Waiters roamed the crowded room. Aromas from the bite-sized appetizers on their trays nauseated her. She wiped the back of a hand across a perspiring forehead, then sought a spot away from the fray, hurrying to a quiet, darkened corner, unaware of anything happening around her, and once there sagged against a wall.

The stifling temperature felt claustrophobic. Aalin tugged at her blouse, pulling the damp fabric away from her chest hard enough to pop off two buttons, then pushing its sides further apart. She fanned her face with a hand. Panic threatened. The speed of her breathing increased.

"You shouldn't run off like that," John scolded, now standing at her side. His gaze raked her head to toe. Trying and failing to keep urgency out of his voice, he asked, "What do you need?"

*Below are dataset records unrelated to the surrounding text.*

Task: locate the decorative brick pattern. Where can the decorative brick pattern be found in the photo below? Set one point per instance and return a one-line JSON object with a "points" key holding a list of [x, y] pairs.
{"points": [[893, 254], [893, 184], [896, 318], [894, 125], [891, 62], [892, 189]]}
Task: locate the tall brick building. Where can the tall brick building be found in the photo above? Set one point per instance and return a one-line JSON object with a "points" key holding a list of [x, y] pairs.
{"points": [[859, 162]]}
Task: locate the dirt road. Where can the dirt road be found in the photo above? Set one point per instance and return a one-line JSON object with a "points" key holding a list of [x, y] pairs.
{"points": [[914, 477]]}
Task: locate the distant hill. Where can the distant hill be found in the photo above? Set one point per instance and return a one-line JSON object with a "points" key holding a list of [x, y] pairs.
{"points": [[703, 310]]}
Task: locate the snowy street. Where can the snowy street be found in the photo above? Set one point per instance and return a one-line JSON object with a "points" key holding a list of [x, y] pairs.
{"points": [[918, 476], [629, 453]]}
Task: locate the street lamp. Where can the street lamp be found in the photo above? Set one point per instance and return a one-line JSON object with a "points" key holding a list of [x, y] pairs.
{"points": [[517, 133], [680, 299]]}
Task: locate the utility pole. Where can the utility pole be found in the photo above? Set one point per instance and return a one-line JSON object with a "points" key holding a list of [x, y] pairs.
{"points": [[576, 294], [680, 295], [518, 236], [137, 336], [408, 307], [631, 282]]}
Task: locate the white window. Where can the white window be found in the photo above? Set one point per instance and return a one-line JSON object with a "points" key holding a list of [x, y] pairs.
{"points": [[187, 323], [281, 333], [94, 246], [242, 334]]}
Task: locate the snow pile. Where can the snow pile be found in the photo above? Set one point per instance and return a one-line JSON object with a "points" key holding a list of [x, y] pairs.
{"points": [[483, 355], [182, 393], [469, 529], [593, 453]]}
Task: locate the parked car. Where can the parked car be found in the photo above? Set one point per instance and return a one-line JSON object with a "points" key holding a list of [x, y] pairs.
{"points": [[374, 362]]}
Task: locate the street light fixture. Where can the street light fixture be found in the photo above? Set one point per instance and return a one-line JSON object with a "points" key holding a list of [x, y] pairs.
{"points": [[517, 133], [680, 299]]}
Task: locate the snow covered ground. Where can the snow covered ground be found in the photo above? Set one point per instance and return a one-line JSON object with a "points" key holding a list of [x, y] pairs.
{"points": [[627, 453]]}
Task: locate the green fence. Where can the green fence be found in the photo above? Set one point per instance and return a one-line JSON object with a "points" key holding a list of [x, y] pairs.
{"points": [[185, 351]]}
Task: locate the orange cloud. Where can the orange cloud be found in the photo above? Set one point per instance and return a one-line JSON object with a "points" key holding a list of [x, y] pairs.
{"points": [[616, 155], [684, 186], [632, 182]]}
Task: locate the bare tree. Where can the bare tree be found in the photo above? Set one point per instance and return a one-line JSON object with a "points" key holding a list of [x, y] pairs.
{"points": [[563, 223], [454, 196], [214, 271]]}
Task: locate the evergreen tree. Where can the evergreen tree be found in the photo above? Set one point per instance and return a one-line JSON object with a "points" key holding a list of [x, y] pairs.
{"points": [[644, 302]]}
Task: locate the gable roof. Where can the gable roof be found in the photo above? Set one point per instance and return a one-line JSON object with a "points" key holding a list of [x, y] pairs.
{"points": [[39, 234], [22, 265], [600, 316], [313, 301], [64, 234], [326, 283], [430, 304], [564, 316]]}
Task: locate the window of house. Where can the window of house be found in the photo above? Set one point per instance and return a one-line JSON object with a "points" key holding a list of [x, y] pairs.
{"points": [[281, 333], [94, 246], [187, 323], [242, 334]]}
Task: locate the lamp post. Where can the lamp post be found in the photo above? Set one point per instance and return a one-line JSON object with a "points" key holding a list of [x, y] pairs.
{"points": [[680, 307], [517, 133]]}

"Fresh air," she gulped in a tone near begging. Multi-colored lights danced in her vision. She shivered despite the heat. Dizziness left her teetering. One hand pressed tightly against an ear, too hard, leaving bruising red marks where fingertips bored into temple and cheek, but the agonizing roar drowning all other sounds continued. Her skin crawled as if covered in marching ants and her other hand frantically clawed at the phantom insects.

John crooked his arm. She clung to it, grateful for support. He gestured at Pike, motioning him over.

While making their way to the open French doors at the far end of the room, not yet half-way there, Aalin fainted. John caught her body before it hit the floor.

A second later Pike kneeled at her side, communicator in hand. When he spoke his voice carried over the now hushed room in a steely tone, "Drop the blocking shield or Enterprise will drill through it." Without pausing he ordered his bridge crew, "Prepare for emergency transport. One directly to Sickbay. Then two immediately following to the main transporter room. Tell Kyle to have a turbolift standing by."

John gently laid Aalin onto the ground and cleared a three-foot perimeter around her insistently shooing away bystanders crowding in. Pike hesitated, deeply reluctant to leave her, then stood and moved away as well, just enough for clearing the required beaming radius.

Ablick issued his own orders. "Do it. Turn off the shield. No arguments." As one set of aides scurried, he barked to another, "Once their transport is complete and confirmation received, reengage the shield and seal the room. No one leaves until it is determined if a virological agent is involved. Call for reinforcements. Put planetary defenses on stand-by alert." As Aalin dematerialized, he reached Pike's side and quietly said, "If an agent wanted to disrupt the talks between Varia and the Federation …"

"Eliminating our translator is the most effective way," Pike finished. "See to your house."

"Yes. You as well," Ablick replied. "Please keep me informed of her condition."

Pike nodded then instructed his crew, "Energize. Raise shields. Tell Isak and Number One to meet us in Sickbay."